I'm thinking of breeding locust or dubia roaches to feed to my ackie, I wanted to start now because I may also get a bosc in the future and want to have plenty to go around. Which are easier to breed taking into consideration temperatures, maintenance, cleaning, feeding, setting up costs etc? Any info much appreciated, cheers Lee


----------



## jarich (Mar 23, 2012)

I think roaches are generally simpler to breed, for a new person especially. Locusts are a bit more specific for things like foods and temperature to get them breeding well. Roaches are pretty much garbage disposals that just need a warm tub. Doesnt get much easier.


----------



## Leequig (May 13, 2012)

Thanks for the info mate. I think I will get a few roaches to start then


----------



## jarich (Mar 23, 2012)

To be honest, if you are going to be feeding two monitors, I would breed both. The more, the better when it comes to these eating machines. Plus giving them a good variety helps get rid of any nutritional shortcomings you may run into with just one.


----------



## JordanL (Nov 14, 2012)

I really struggled with locusts to be honest mate, not sure where I went wrong but I just couldn't get them to breed. Dubias on the other hand, got some, stuck them in a RUB with some heat, food, water gel and some egg crates and off they went!

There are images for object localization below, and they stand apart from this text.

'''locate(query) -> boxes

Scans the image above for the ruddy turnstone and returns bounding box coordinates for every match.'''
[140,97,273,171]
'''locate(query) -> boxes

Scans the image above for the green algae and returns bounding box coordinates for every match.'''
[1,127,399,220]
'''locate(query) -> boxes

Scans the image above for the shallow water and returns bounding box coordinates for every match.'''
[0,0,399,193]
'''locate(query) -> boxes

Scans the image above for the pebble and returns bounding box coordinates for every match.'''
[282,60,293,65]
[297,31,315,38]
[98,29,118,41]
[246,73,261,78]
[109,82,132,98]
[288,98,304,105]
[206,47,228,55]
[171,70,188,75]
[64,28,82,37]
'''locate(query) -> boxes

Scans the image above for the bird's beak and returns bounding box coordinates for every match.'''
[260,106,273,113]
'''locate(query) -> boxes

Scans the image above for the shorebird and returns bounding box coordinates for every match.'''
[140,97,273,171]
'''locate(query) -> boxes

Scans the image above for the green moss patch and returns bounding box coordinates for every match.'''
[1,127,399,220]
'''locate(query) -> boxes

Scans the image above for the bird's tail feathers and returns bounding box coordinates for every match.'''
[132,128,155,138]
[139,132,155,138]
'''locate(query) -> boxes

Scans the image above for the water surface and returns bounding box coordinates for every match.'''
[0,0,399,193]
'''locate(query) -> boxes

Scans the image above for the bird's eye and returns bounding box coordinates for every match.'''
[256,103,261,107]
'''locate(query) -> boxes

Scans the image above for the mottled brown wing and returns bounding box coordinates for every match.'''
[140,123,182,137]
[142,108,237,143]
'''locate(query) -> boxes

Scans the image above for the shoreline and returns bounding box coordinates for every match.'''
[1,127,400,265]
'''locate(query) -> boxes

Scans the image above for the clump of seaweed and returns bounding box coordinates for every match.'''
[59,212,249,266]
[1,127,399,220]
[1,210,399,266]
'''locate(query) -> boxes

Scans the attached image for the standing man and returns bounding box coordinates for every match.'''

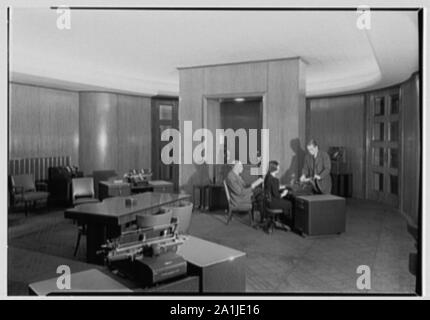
[300,139,332,194]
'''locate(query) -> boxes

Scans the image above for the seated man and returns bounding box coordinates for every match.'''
[225,161,263,208]
[300,139,332,194]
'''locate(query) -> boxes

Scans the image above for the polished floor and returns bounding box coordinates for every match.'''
[8,199,416,295]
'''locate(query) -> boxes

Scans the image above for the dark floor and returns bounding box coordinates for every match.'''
[8,199,416,295]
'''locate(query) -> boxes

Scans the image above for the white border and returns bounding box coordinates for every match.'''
[0,0,428,300]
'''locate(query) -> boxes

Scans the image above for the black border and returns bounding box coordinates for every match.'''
[6,6,424,298]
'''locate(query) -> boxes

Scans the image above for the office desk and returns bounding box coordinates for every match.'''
[99,181,131,200]
[29,236,245,295]
[28,269,200,295]
[65,192,190,264]
[177,236,246,293]
[28,269,132,296]
[148,180,174,193]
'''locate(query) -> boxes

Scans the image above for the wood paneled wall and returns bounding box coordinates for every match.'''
[307,94,366,199]
[117,94,152,175]
[79,92,151,176]
[79,92,118,174]
[308,73,420,205]
[178,58,306,193]
[400,73,420,226]
[9,83,79,164]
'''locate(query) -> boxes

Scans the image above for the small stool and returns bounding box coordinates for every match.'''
[265,208,284,234]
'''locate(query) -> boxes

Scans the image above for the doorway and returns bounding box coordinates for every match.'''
[366,88,401,207]
[203,94,266,184]
[151,96,179,190]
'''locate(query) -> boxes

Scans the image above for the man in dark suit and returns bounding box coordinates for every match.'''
[225,161,263,208]
[300,139,332,194]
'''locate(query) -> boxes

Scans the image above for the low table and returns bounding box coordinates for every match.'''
[177,236,246,292]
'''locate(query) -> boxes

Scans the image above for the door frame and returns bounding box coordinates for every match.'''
[365,87,402,207]
[151,96,179,191]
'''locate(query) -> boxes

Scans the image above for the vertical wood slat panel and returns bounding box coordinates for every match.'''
[9,83,79,163]
[8,156,72,181]
[400,74,420,226]
[117,94,152,176]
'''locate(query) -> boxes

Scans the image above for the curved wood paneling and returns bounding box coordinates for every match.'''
[79,92,118,174]
[308,94,366,199]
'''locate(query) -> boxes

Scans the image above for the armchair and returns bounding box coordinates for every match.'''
[223,180,254,226]
[9,174,49,216]
[71,177,99,206]
[71,177,99,256]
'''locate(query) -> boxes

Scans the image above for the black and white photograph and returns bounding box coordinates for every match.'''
[1,1,427,301]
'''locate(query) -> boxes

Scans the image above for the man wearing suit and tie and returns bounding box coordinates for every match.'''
[225,161,263,208]
[300,139,332,194]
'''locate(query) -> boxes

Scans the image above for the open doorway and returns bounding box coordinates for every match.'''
[204,94,265,185]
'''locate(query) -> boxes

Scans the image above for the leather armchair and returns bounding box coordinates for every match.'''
[48,166,83,206]
[92,170,118,200]
[71,177,99,206]
[9,174,49,216]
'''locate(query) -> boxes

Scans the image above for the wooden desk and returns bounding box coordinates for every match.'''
[29,236,246,295]
[28,269,199,295]
[65,192,190,264]
[177,236,246,293]
[148,180,174,193]
[28,269,132,296]
[99,181,131,200]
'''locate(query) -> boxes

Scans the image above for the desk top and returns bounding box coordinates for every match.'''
[149,180,174,187]
[28,269,132,296]
[296,194,345,202]
[99,181,130,187]
[178,236,246,268]
[65,192,190,224]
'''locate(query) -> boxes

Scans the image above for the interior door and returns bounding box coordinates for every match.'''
[367,89,401,207]
[151,97,179,190]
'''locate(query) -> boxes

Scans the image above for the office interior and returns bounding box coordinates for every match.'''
[7,8,421,295]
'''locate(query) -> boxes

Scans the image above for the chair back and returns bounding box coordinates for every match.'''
[166,201,193,234]
[136,208,173,228]
[10,174,36,192]
[72,177,95,200]
[92,170,117,198]
[223,180,232,209]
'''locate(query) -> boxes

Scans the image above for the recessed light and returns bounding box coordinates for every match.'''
[234,98,245,102]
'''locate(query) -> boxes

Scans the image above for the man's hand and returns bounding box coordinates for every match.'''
[281,189,288,198]
[300,175,310,183]
[251,177,264,189]
[314,174,321,180]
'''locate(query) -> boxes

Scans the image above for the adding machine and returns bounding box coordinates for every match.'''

Forgot to add: setup for my roaches cost about.. I'd say £40ish, the black RUB was about £17, already had a heat mat, egg crates were cheap off eBay, roaches etc. Cleaning is alright, just stack the egg crates vertically and the mess should fall to the bottom and they're pretty easy to maintain and feed. 

I underestimated the speed they bred at, only have one gecko so will need to sort them out soon but if you can do a mixture of the two then that sounds good but dubias are definitely easier (in my experience anyway).

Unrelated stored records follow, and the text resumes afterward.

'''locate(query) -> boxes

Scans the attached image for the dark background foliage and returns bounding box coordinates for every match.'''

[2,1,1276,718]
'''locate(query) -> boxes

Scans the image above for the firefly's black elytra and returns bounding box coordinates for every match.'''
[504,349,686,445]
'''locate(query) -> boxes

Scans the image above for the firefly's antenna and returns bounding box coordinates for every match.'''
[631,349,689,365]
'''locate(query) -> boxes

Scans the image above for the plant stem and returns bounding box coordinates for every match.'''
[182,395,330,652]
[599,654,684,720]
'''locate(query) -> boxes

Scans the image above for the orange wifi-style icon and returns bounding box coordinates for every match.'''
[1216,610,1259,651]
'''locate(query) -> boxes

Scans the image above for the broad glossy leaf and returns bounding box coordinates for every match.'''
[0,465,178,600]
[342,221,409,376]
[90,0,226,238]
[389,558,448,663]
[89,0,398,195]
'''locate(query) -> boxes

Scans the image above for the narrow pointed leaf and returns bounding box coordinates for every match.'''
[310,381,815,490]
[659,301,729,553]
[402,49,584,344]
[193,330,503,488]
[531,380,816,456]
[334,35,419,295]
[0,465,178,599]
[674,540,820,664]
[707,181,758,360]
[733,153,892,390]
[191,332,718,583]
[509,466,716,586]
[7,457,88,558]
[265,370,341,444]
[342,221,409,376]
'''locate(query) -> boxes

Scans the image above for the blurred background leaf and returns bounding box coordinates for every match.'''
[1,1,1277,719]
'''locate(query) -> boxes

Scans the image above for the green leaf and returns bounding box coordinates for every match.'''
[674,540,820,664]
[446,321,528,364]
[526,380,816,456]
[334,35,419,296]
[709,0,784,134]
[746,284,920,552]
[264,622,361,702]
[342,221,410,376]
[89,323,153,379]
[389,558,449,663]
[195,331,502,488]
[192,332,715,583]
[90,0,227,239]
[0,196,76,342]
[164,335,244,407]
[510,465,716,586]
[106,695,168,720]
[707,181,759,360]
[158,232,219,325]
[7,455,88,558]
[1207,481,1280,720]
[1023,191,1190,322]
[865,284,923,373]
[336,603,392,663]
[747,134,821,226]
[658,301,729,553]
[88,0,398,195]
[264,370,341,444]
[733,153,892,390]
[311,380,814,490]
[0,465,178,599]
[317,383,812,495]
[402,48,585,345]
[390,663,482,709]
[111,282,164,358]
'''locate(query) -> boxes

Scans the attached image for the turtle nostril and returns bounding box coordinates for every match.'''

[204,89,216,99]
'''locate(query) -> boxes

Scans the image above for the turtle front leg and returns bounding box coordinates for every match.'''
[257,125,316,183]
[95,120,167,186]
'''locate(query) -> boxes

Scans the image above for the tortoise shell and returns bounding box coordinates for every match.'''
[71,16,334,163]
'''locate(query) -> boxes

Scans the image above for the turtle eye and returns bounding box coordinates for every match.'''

Good luck on whatever you decide, and hopefully they breed well for you.


----------



## Leequig (May 13, 2012)

I have a tub and heat mat. I have seen a few roach colony set ups on eBay so I'm going to get one. I only have one ackie monitor to feed at the moment so I'm wary about breeding too many. I have read if you keep the temps lower they will bread slower so maybe that could be an idea???


----------



## JordanL (Nov 14, 2012)

Yeah mate I noticed that with mine. I had two leopard geckos (one sadly passed away) so obviously with only one gecko to feed I needed to slow the breeding down so I turned it down and so far it seems to have helped. 

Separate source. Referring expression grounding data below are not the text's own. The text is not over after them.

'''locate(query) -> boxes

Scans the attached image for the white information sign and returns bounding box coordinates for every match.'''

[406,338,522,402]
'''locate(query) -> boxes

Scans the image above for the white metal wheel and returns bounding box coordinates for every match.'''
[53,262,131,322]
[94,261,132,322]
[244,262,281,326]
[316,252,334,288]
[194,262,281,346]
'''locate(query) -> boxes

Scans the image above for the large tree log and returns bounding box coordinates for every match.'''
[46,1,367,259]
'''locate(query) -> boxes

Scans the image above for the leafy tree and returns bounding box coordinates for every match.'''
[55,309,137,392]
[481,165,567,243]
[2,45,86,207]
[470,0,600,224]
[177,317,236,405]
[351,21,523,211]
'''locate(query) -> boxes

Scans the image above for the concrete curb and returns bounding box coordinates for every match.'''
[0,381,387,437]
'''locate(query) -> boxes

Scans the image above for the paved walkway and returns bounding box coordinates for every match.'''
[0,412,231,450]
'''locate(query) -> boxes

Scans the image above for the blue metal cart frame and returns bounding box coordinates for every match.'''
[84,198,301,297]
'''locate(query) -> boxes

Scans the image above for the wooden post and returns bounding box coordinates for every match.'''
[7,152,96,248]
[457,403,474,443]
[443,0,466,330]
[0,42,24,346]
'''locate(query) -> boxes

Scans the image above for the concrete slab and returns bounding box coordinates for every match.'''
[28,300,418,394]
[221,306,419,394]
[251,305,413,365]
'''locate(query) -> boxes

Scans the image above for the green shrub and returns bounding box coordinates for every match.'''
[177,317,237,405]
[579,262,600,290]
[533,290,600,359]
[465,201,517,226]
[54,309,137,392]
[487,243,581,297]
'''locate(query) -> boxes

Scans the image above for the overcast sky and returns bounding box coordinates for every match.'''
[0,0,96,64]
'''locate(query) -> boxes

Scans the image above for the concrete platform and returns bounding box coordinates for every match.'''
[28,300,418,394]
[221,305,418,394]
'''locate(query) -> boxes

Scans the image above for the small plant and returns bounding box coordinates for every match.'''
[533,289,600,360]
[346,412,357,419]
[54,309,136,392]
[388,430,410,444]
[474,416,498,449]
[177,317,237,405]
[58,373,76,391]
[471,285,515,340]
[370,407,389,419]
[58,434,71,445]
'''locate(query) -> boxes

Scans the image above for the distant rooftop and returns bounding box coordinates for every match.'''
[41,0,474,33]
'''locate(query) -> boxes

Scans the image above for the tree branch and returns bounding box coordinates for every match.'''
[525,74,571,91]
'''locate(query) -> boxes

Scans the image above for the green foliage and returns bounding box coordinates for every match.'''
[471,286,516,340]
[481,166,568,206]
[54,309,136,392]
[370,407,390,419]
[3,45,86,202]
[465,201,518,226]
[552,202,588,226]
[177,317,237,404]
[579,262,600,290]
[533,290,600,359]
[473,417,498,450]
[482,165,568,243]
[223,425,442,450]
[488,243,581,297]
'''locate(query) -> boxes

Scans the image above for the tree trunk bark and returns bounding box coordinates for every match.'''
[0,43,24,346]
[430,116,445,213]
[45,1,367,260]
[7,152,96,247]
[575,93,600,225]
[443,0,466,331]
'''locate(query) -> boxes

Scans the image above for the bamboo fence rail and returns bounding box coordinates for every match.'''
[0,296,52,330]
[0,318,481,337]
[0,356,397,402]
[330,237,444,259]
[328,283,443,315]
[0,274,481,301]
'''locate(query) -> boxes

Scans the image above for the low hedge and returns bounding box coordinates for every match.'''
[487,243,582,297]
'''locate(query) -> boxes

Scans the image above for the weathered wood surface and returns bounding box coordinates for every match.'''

Hopefully some other members can offer some more help, I don't know much about them except for what I've read on here haha!


----------



## Leequig (May 13, 2012)

Cheers for the information pal. Iv got experience with ackies now, i have owned 3 so I'm really interested in getting a bosc monitor so I think il have to start breeding insects because iv heard they are like dustbins haha just need to build a massive viv because I like them to have plenty of space


----------